Sunday, July 19, 2009
Last weekend was a lot of fun. We went out climbing with friends on Friday and Saturday for two very different styles of climbing. On Friday, we went bouldering. Actually it was more boulder hunting than anything because the area hasn't been developed for boulders. For those of you unfamiliar, bouldering is a short, stout version of rock climbing. Instead of using a harness and rope to climb up a 15+ meter wall, we use "crash pads" and climb smaller rocks. The style of bouldering is typically more powerful than regular climbing. And what you get tends to be a 5-10 move problem that is just barely possible. You start at the bottom and you have success by getting on top of the boulder.
So Friday, we went to Seoraksan and hunted the riverbed for boulders that weren't being scoured by water. It had rained the day before, so the water was higher than normal. But nevertheless, by the end of the day, we had found a few really good lines, gone swimming, and were exhausted. Rebs even got the first (and only) ascent on a line that we found and developed. Really tiny, fingertip ridges (see above picture). We finished the day with a delectable dinner at a restaurant near Sokcho, and then headed back to Gangneung with two of our friends.

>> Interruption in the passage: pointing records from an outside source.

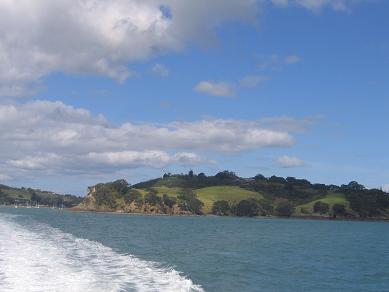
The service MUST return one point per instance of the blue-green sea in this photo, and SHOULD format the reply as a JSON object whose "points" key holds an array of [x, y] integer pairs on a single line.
{"points": [[48, 250]]}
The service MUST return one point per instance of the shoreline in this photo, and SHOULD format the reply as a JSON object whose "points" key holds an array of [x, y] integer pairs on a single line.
{"points": [[321, 218], [311, 217]]}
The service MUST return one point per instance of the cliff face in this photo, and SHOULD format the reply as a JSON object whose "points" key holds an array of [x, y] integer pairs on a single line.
{"points": [[119, 197]]}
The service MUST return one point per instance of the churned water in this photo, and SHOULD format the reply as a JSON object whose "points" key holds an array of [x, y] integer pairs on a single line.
{"points": [[47, 250]]}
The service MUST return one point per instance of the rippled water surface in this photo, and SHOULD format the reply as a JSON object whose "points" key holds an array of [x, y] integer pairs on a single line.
{"points": [[47, 250]]}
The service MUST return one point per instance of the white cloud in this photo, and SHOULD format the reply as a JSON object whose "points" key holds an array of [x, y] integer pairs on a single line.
{"points": [[215, 88], [289, 162], [277, 62], [315, 5], [4, 177], [57, 138], [102, 37], [292, 59], [161, 70], [251, 81]]}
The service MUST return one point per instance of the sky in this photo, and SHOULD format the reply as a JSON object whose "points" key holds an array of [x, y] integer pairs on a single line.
{"points": [[95, 90]]}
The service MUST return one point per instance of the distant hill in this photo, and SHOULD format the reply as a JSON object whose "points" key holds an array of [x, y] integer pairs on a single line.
{"points": [[33, 197], [227, 194]]}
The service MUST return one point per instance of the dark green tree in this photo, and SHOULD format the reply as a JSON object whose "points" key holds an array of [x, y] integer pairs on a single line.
{"points": [[221, 208], [188, 201], [247, 208], [338, 210], [320, 207], [284, 208]]}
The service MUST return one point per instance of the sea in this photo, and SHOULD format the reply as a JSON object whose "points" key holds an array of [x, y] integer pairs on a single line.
{"points": [[51, 250]]}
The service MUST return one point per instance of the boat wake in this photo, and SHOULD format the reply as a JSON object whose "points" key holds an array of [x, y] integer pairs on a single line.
{"points": [[42, 258]]}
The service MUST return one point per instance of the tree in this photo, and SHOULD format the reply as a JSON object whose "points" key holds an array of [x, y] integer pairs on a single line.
{"points": [[152, 198], [168, 201], [338, 210], [221, 208], [284, 208], [248, 208], [188, 201], [35, 198], [132, 196], [320, 207]]}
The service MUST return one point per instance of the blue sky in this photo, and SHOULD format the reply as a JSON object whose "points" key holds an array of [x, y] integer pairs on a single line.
{"points": [[308, 77]]}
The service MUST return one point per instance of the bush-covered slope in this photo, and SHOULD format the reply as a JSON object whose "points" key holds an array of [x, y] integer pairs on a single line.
{"points": [[33, 197], [227, 194]]}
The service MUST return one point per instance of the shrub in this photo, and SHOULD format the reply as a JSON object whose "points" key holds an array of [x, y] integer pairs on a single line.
{"points": [[188, 201], [284, 208], [221, 208], [320, 207], [248, 208], [338, 210]]}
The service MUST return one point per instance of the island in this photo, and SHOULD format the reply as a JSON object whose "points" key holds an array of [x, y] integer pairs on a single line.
{"points": [[226, 194]]}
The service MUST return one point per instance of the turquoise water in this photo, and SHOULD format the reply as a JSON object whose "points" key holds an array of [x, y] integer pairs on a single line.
{"points": [[45, 250]]}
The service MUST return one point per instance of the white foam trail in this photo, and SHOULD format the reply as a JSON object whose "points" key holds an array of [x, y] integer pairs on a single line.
{"points": [[47, 259]]}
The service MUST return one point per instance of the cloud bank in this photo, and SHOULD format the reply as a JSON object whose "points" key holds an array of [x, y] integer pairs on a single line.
{"points": [[57, 138], [289, 162], [38, 37]]}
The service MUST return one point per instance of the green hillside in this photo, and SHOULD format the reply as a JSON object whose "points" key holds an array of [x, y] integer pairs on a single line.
{"points": [[232, 194], [24, 196], [227, 194]]}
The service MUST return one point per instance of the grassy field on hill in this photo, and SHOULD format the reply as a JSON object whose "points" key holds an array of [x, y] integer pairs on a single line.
{"points": [[330, 199], [232, 194]]}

The next morning, we got up fairly early and headed South to Mureung Valley in Donghae. Mureung isn't as famous or vast as Seoraksan, but there is still some really good climbing, especially for people who are just getting into the tradional style (hence the name "trad"). I have some experience in it, but have yet to take a serious fall on gear. I should probably explain further. Trad climbing is, in it's basic form, using pieces of metal to wedge in the cracks of rock as your protection as you climb upwards. It is much more scary than sport climbing (where there are pre-drilled bolts secured in the rock to clip as you climb) because if you don't place a piece correctly it can pop out when you fall, which means you would fall FAR!

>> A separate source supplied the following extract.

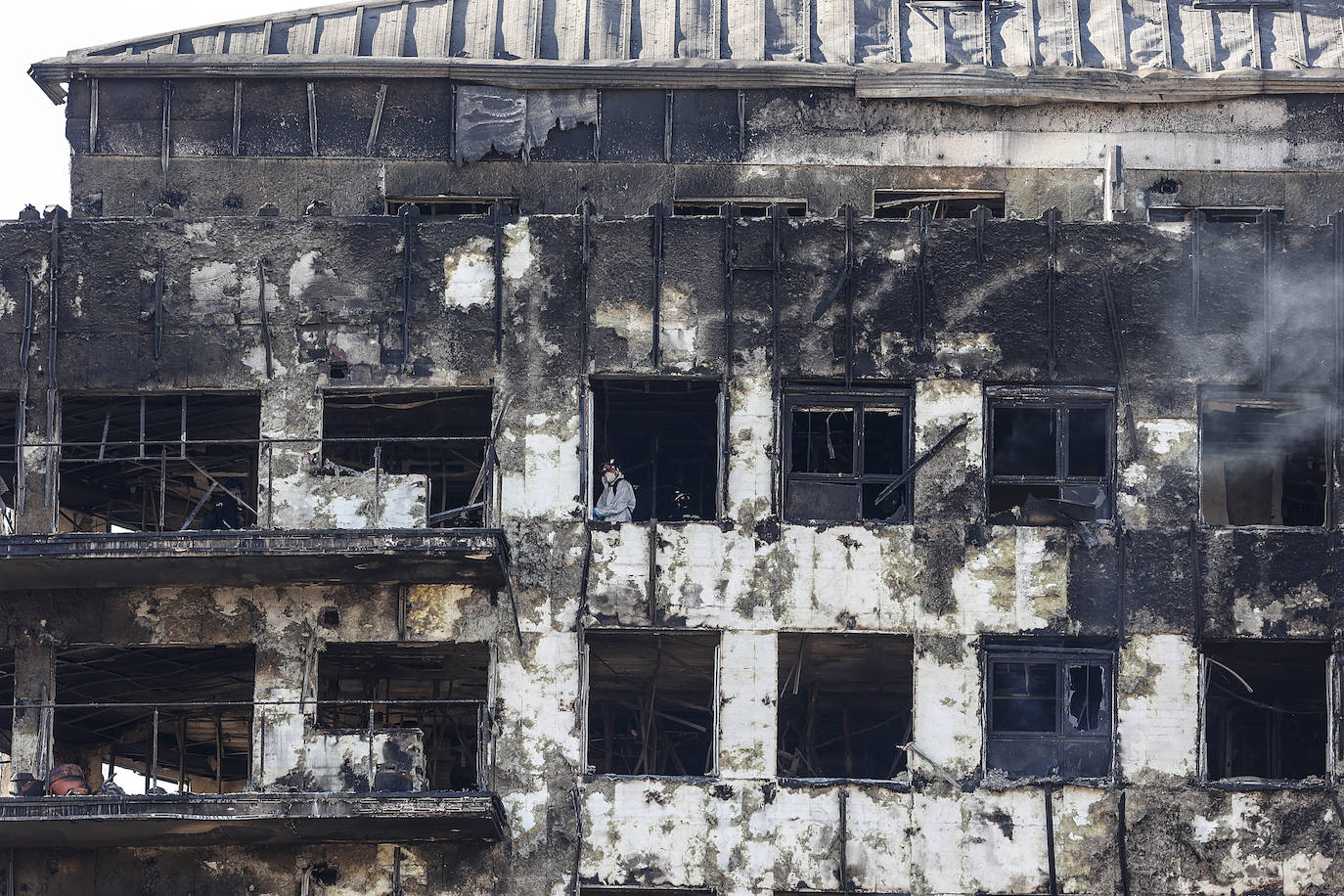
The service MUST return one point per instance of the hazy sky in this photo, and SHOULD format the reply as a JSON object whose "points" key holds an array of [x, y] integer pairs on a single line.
{"points": [[35, 154]]}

Now that I've got your blood running (or at least my parents), I can tell you about our day. We hiked in and arrived at the rock around lunch time. So we ditched our packs and gear and went down to a nice view of a big waterfall and ate our lunch on a large rock with old inscriptions in it. The whole time we ate, we were surrounded by Koreans taking pictures, eating, drinking soju, and avoiding the sun with their black polyester and sun hats. Our largest source of entertainment was when a Korean man, probably a little off balanced from a few shots of soju, leapt from the bank to a small rock in the water. He teetered there for a moment, but was losing his balance. So he jumped to another, slightly smaller rock, off balance as before, then to another, and another, until finally, SPLASH he went shin deep into the water. I realized I had been holding my breath, hoping he might catch his balance, but secretly waiting for the inevitable.

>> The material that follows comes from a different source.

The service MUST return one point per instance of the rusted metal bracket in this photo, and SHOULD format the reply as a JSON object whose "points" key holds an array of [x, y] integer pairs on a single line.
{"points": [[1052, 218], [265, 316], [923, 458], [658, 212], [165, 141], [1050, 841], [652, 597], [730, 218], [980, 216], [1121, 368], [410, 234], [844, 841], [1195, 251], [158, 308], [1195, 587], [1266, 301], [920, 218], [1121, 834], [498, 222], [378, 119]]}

After lunch we went back up to climb. The rock is a fairly sharp granite with few obvious cracks and small sparse features elsewhere. We ended up only doing 2 routes in all, but that seemed to be plenty because we were all so new to it. I compare it with running. If you go out and run after a year of sedation, you're likely not going to get very far before needing to walk. It was the same for us. Even though we all have a lot of climbing experience (predominantly sport climbing), trad climbing is a different feel altogether. You are using different muscles, and also have to develop a new technique. So the first time you try it, you tend to use more energy than normal. This was the case for all of us. By the end of two climbs, we were all pretty exhausted. And we were probably tired from the 40 minute hike up, and all the hiking and bouldering from the day before, and from lack of sleep. As a climber, one tends to develop a full slew of excuses ;)
So for those of you who climb, sorry for the lack of details. And for those who don't climb, I hope it wasn't all too overwhelming. But hopefully everyone can enjoy the pictures. The enclosed link is one of the lines we found the first day, but the video is of one of our friends climbing it the next day. Some of them went back to the same spot on Saturday while the rest of us were at Mureung Valley.